Saturday, August 23, 2008

Another Horrible, Divisive Debate

iMac Vista

"Elbog, how could you defile your Mac with Vista?

That’s like eating Chinese food with a fork."

Diversity. It's appalling to me that, even those in our community could project such a jaundiced and callous view such as this. Can you believe that someone would say something so spiteful, when we're all trying so hard to support each other?

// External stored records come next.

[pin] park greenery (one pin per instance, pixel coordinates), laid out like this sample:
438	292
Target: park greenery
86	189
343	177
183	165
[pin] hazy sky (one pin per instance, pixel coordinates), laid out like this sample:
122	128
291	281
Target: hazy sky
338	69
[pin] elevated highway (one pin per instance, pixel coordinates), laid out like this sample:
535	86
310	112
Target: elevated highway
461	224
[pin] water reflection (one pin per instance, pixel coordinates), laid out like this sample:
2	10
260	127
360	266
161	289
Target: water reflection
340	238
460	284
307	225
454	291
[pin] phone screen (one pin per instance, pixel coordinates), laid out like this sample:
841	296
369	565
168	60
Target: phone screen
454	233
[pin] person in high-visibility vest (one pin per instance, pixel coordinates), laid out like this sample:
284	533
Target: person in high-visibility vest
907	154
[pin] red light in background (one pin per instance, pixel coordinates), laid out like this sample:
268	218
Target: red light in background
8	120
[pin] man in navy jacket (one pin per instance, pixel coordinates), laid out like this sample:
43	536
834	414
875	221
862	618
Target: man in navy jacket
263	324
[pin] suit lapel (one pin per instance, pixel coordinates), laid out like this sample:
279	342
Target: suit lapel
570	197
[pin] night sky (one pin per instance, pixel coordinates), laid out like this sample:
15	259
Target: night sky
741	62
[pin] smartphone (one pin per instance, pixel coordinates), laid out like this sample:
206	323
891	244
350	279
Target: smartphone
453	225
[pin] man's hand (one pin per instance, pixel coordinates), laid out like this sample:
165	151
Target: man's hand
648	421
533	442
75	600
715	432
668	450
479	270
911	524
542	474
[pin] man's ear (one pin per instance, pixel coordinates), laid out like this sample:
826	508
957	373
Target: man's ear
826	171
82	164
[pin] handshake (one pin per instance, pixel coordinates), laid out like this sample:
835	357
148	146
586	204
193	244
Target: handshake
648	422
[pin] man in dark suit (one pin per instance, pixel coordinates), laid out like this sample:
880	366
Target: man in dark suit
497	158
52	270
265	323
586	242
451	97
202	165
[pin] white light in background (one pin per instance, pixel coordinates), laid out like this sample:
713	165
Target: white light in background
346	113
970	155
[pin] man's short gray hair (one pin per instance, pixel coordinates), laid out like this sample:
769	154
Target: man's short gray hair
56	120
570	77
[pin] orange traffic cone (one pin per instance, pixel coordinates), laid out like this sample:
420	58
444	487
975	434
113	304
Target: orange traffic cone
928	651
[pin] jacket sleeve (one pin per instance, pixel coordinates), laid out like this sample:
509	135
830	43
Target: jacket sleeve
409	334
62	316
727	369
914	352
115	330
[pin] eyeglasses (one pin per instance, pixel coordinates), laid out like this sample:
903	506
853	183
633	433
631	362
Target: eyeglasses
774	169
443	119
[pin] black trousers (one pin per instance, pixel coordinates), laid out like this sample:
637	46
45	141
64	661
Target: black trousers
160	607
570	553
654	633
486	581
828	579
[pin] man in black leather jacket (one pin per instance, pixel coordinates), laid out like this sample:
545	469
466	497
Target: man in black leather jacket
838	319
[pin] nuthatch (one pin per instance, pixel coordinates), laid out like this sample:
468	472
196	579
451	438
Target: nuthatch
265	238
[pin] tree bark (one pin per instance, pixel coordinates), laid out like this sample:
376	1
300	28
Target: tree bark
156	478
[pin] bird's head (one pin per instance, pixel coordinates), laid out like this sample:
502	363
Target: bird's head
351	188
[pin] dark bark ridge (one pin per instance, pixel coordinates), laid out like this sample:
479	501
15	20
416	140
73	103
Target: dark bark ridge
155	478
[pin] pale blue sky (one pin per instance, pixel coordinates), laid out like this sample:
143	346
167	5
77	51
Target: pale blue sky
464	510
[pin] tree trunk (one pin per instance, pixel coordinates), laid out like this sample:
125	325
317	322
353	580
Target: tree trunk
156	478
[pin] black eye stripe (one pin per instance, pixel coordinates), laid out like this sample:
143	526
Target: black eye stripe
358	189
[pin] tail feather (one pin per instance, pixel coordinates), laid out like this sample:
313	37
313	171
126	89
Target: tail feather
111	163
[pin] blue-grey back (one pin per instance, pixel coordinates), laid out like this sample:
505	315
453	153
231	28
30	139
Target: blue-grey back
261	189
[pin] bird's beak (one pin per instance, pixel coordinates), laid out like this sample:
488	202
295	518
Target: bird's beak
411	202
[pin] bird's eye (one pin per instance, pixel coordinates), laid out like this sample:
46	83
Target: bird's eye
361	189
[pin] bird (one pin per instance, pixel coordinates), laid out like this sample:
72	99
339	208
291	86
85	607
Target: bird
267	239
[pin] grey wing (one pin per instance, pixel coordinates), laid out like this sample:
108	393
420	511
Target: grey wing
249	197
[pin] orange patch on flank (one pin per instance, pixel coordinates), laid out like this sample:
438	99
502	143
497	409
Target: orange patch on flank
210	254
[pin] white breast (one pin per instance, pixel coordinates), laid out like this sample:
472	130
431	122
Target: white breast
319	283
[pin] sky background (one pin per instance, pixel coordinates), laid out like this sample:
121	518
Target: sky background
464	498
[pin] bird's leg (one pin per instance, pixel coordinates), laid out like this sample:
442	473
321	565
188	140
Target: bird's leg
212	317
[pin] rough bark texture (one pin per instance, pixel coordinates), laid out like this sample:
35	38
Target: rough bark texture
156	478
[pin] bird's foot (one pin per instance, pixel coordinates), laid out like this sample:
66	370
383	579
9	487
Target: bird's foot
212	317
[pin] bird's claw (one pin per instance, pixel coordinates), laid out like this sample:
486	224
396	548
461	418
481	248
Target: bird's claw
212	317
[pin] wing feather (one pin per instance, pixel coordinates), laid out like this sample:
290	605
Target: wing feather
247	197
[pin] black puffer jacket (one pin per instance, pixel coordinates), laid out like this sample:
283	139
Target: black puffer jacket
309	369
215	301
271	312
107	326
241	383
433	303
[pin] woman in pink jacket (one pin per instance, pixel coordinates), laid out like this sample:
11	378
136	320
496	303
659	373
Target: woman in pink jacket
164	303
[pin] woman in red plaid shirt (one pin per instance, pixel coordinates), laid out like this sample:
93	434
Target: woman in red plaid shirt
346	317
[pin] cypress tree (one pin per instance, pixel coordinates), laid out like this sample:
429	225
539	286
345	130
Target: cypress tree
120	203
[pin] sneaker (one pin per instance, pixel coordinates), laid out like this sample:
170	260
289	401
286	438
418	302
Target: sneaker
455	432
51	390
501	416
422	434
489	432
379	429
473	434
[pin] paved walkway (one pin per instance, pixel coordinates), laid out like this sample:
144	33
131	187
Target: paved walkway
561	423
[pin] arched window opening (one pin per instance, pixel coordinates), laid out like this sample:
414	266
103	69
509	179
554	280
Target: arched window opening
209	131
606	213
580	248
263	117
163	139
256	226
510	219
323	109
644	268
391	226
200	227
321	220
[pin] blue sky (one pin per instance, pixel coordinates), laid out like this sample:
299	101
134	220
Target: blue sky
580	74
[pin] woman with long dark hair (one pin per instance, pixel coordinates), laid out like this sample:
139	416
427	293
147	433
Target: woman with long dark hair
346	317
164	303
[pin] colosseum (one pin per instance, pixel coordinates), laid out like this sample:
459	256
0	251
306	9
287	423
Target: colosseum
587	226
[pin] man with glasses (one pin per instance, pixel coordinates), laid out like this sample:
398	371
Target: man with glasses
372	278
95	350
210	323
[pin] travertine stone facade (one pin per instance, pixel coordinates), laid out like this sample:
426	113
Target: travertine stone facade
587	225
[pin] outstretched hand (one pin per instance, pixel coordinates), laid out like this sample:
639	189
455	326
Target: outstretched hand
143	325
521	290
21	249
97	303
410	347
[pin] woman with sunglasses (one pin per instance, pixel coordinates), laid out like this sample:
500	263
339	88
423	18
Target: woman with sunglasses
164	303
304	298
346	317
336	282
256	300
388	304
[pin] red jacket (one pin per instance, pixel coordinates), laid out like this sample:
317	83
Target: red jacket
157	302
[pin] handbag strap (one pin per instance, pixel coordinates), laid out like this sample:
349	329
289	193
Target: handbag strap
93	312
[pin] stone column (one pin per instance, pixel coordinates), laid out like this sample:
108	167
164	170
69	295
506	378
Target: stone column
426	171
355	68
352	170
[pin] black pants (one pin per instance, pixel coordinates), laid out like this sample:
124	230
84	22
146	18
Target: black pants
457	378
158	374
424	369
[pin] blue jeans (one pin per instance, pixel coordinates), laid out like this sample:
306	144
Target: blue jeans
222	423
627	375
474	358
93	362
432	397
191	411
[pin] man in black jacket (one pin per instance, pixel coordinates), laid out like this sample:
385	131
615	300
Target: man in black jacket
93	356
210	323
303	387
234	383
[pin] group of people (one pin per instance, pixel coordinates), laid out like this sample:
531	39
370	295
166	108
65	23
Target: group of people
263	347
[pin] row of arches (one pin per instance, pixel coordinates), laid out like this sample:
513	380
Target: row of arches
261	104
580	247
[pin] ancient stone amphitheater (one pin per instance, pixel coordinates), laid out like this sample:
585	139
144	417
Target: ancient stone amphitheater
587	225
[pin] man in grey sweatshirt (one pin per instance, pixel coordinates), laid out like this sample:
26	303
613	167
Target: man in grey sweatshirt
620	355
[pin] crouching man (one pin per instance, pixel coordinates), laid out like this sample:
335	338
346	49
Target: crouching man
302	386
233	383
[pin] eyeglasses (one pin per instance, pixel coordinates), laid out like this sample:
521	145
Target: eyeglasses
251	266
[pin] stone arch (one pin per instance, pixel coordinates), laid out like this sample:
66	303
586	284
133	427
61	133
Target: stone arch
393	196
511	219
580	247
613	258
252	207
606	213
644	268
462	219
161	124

Well, TOM, I'm going to tell you why. I eat Chinese food with a fork, too. I'm not Chinese. I've learned to cook Chinese food, and using a fork is the most economical way that I've learned to shovel it into my mouth (and after all of that chopping and wok-ing over a large flame, I'm pretty stinkin' hungry). I feel that I have gained an appropriate appreciation of Chinese culture by this means, and I certainly have and can use chopsticks, and certainly would if I were a guest in a Chinese home, but I gain no sense of world-citizenessness or edumacation dining at home with them. It's a tool. That's answer #1.

#2> It runs GREAT. There's nothing wrong with Vista, they just pooped in their own messkit by not being clear about what hardware it would run on. I've read that it runs better on an iMac than just about anything else. I'll testify to that.

#3> I do because I can. I earned free, legitimate copies of Vista and Office 2007 at about the same time that my old PC, cobbled together/upgraded/etc. since 2000 was showing some strain. I was frustrated by the fact that PC pieces don't always fit together so well, anymore, and the cost of a new machine with the specs I wanted faced me with some complicated choices. Mac, of course, solves that by controlling the process and also more than doubling the price. My way, the highway, and thanks very much. It's very much like many other religions I've seen. The iMac was a generous Christmas gift this year; the timing was right, and the Boot Camp software made it easy. I took the road less-traveled.

#4> I'm a guy who's known DOS, Novell, Arcnet, token-ring, the command-line. I saw the original Mac, it was cute, but I like taking the back off stuff and making it better, you know, the smell of burning silica. My only complaint about my current Mac is that I can't upgrade the video card. That's whining, and I won't do it again. I currently have 3 drives, 2 keyboards, an extra monitor plugged into it and enough wires strung around to keep me happy and busy. It's workin' out o.k.

#5> There's always been a Mac in the house, and I've gained an appreciation for it's ease of use, sometime's obtuse but simple-minded interface, and plain reliability. I have OSX installed on this baby, too, so I get the advantages of both platforms - goofing off in Garage Band and IMovie, although, due to my lack of constant practice with Mac commands, they often prove to be just as frustrating as any other software I've ever used. No faster.

I think that the competition has really brought these software giants to a point where there's not a whole lot of difference in how the average user interacts with it to do stuff. That leaves the specialties to divvy up the rest, depending upon certain preferences, features and hardware/industry history. I spent a couple of weekends with Ubuntu, last year, too. I found it to be just as challenging to set up and use as Windows, albeit for free. I somehow would rather pay for that pleasure, kinda like you eating Chinese food with chopsticks, Tom. Sorry, that was a cheap shot.

I'd add that, for example, neither platform has provided an easy way (read free/cheap/tweakable) to integrate the home network to my television set. They both approach this from annoying, proprietary angles that, well, annoy me.

In summary, I'm a PC. And I'm a Mac. And I'm proud to be both. I'm not here to judge any of you inferior, I'm just asking that you please re-consider your old ways, fueled by multibillion-dollar corporations and perhaps your own pride. If you can't, that's o.k. I admire your French-film watching, knees-bent, running around maneuvers and such; if you require a sense of superiority, then so be it. I'll still be your friend.

*******
And that's how I like satire. If you're not laughing, then I've gone horribly wrong.